The American Nurses’ Association (ANA) have their own opinion regarding patient privacy. A formal privacy position statement published by ANA (2006) states the advances in technology, such as EMR, health system database, Internet and telehealth have invited the intentional and unintentional contravene of privacy and confidentiality of patient privacy. “Protection of privacy/confidentiality is essential to the trusting relationship between health care providers and patient” (ANA, 2006).
The Joint Commission Accreditation of Healthcare Organizations (JCAHO) has published a report for the congressional requesters (2006) for information system privacy. This report re-visited the firewall and related policies between 1987 and 2006, and met with the senior information executives, compliance officers responsible for protecting patient privacy. The guidelines published by JCAHO (2006) insist on two common principles of adequate compliance program, first to prevent and detect criminal conduct, and second to promote an organizational culture of ethics and compliance described within the law (GAO, 2006).
The individuals as patients have a right to privacy over any personal and sensitive healthcare data.
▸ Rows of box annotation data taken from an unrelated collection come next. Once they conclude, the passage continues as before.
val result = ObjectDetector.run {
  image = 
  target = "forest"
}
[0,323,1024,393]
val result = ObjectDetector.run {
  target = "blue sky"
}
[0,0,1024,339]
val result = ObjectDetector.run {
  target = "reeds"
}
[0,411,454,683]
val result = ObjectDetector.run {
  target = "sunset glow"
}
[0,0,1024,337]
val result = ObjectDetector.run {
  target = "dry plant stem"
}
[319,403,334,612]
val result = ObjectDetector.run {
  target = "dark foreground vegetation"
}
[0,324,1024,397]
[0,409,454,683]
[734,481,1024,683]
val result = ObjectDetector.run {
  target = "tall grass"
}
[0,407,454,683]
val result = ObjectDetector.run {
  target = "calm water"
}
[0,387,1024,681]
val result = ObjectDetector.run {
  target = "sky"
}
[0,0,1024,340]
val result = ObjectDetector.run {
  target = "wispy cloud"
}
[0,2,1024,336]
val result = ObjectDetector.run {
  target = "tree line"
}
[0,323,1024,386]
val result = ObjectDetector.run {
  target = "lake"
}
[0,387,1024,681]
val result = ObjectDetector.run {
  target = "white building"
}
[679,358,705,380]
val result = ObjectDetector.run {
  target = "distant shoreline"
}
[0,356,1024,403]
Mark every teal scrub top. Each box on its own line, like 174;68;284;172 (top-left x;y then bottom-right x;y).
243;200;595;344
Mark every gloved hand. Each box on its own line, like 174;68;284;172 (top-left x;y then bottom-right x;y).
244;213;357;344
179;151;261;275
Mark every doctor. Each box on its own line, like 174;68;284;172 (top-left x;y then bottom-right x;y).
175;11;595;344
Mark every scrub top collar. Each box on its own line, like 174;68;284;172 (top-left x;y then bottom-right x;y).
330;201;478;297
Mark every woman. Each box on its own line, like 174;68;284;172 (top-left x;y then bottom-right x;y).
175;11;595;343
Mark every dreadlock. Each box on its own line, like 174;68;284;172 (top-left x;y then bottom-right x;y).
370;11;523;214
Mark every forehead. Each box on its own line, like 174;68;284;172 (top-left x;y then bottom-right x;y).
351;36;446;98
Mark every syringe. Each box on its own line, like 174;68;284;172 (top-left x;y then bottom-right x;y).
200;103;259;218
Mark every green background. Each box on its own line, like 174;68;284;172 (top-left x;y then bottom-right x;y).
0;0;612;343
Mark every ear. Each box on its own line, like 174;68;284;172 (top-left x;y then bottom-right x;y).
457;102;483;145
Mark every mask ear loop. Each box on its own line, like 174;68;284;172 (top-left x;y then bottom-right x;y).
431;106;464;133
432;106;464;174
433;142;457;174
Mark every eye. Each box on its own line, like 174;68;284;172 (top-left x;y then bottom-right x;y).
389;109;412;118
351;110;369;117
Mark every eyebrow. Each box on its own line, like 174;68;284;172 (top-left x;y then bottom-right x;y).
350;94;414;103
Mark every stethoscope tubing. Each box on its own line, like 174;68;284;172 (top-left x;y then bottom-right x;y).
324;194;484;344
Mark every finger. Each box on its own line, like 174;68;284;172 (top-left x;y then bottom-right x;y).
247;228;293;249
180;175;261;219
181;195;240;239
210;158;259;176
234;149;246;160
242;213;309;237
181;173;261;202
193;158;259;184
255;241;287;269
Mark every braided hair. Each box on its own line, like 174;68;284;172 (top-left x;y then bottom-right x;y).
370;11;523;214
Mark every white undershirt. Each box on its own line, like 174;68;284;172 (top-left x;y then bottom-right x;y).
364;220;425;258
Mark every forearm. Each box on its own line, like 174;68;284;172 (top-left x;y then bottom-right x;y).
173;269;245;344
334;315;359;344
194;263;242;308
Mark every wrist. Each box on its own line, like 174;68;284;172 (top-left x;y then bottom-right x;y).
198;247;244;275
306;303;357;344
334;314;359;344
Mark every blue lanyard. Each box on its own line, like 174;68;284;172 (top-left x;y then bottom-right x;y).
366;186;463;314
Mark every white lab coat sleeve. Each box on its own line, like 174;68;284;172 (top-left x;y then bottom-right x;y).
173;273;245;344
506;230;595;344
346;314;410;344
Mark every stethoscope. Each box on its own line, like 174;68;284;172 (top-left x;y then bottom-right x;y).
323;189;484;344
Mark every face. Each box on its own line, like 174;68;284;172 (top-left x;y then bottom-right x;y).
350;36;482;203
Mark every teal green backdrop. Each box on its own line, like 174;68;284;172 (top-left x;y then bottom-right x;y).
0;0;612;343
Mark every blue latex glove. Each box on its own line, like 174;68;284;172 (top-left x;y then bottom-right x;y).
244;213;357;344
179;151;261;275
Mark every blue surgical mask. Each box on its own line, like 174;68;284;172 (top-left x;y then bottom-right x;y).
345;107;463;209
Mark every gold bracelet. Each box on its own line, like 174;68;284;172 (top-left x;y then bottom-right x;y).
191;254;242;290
Traditionally, patients would talk to a clinician in confidence and assume that the associated healthcare organization would also protect their privacy adequately. The knowledge needed to keep the computer system secure is extensive and often beyond that of the healthcare practitioner. The privacy and security boundaries are being breached consistently in healthcare industry. The designers need to keep in mind consumer privacy as they move towards designing next generation of computers (Croll, 2008).
The privacy redisclosure by HIPAA (1996) states once the patient data has been released to a third party, it is no longer protected and can potentially be released. HIPAA supports patients requesting revision to the records, and this amendment is also required of those to whom the record has been released. The consumer must remember the third party entities are not obligated to oblige in implementing amendments to the health records (Noblin, 2007).
References
Croll, P. (2008). Special Issue: Privacy and health security. Electronic Journal of Health Informatics, 3(1), 1-3. Retrieved March 31, from www.ejhi.net
Georgetown University. (2006). Patient privacy rules. Retrieved March 25, 2008,from www.georgetownuniversityhospital.org
Government Accountability Office. (2006). A Report to Congressional Requesters: Hospital accreditation. Retrieved March 28, 2008, from www.gao.gov/new.items
Noblin, A. (2007). Privacy policy analysis for health information networks and regional health information organizations. The Health Care Manager, 26(4), 331-340.